In order to calculate displacement vectors, OVITO needs to build a one-to-one mapping between the particles in the reference
and the current configuration. If the particles possess a property named
then OVITO will use this identity information to generate the mapping. In such a case, it is okay if the storage order of particles
in the input file(s) changes with time. However, if particles do not possess unique identifiers, then the modifier requires that
the reference configuration contains exactly the same number of particles as the current configuration
and it assumes that they are stored in the same order. This assumption is not always true as some simulation
codes reorder particles during a simulation run for performance reasons. If you forget to dump the particle IDs or atom IDs
in addition to the positions during a simulation, you should be aware that OVITO may compute wrong displacement vectors because of
an invalid default particle mapping. You can use the Data Inspector
to check for the presence of the
Particle Identifier property after file import.
Note: This option applies to systems with periodic boundary conditions. For non-periodic systems (and typically also for systems with mixed boundary conditions) it should remain turned off.

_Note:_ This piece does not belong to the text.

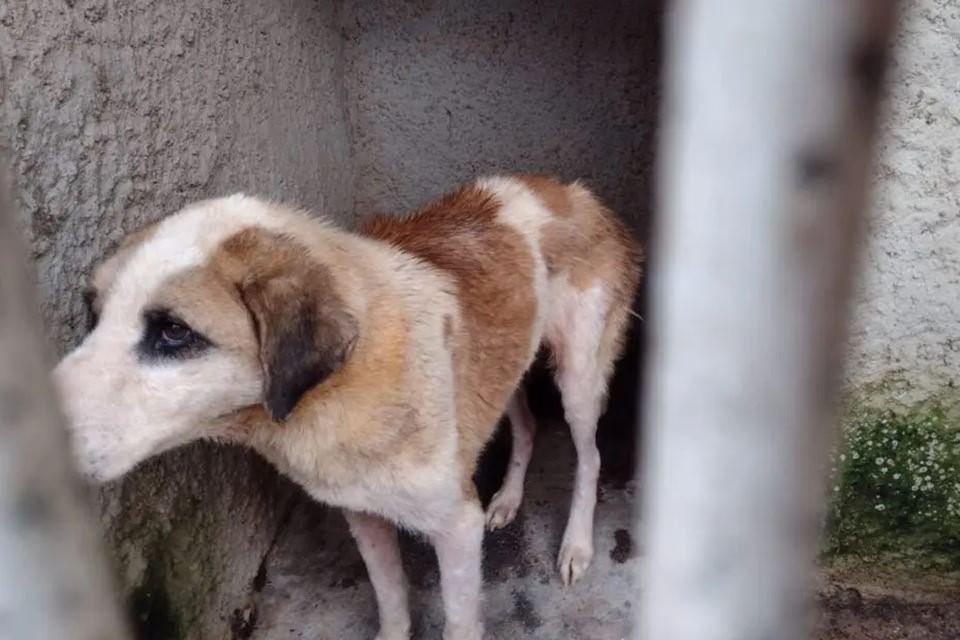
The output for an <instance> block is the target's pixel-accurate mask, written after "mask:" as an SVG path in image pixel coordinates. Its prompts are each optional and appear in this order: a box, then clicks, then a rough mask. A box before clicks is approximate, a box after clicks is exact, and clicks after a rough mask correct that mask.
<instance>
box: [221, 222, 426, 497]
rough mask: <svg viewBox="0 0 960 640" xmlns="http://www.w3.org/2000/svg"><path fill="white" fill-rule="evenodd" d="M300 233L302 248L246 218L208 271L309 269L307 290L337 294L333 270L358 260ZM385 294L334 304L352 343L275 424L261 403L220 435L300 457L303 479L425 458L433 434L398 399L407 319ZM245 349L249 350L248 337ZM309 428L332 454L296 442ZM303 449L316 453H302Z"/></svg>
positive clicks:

The affine mapping setting controls how OVITO treats situations in which the shape or volume of the periodic simulation cell changes from the initial to the current configuration. Such a cell change typically occurs in simulations due to active straining or pressure/stress relaxation. Because the calculation of displacement vectors is ambiguous in such situations, the affine mapping option lets you control the precise calculation method.
If affine mapping is turned off (the default), displacements are calculated simply by subtracting the initial particle position from the current position. Any change of the simulation cell geometry is ignored.
The "To reference" setting performs a remapping of the current particle positions into the reference simulation cell before calculating the displacement vectors. For that, OVITO computes an affine transformation from the current and the reference simulation cell geometry and applies it to the particle coordinates. This mode may be used to effectively filter out contributions to the particle displacements that stem from the macroscopic deformation of the simulation cell, retaining only the internal (non-affine) displacements of the particles.
The "To current" setting performs the opposite: It transforms the particles of the reference configuration to the current configuration first before calculating the displacements. It does that by applying the affine transformation that is given by the simulation cell shape change.
The following table visualizes the effect of the three mapping options on the resulting displacement vector of an exemplary particle.
Note: The "To reference" setting corresponds to the eliminate homogeneous cell deformation option found in older program versions.
This option tells OVITO whether or not to use the minimum image convention when calculating the displacement vectors for systems with periodic boundary conditions. You should deactivate this option if you work with unwrapped particle coordinates. In this case OVITO assumes that particle trajectories are all continuous. On the other hand, if you work with wrapped particle coordinates, this option should be turned on. The minimum image convention ensures that displacements are calculated correctly even when particles cross a periodic boundary of the cell and were mapped back into the cell by the simulation code. On the other hand, if you intend to calculate displacements vectors that span more than half of the simulation box size, then the minimum imagine convention cannot be used. You must use unwrapped coordinates in this case, because large displacements would otherwise be folded back into the periodic cell thanks to the minimum image convention.
The following figure shows the effect of the option:
Note: For cell directions without periodic boundary conditions, the minimum image convention is never used.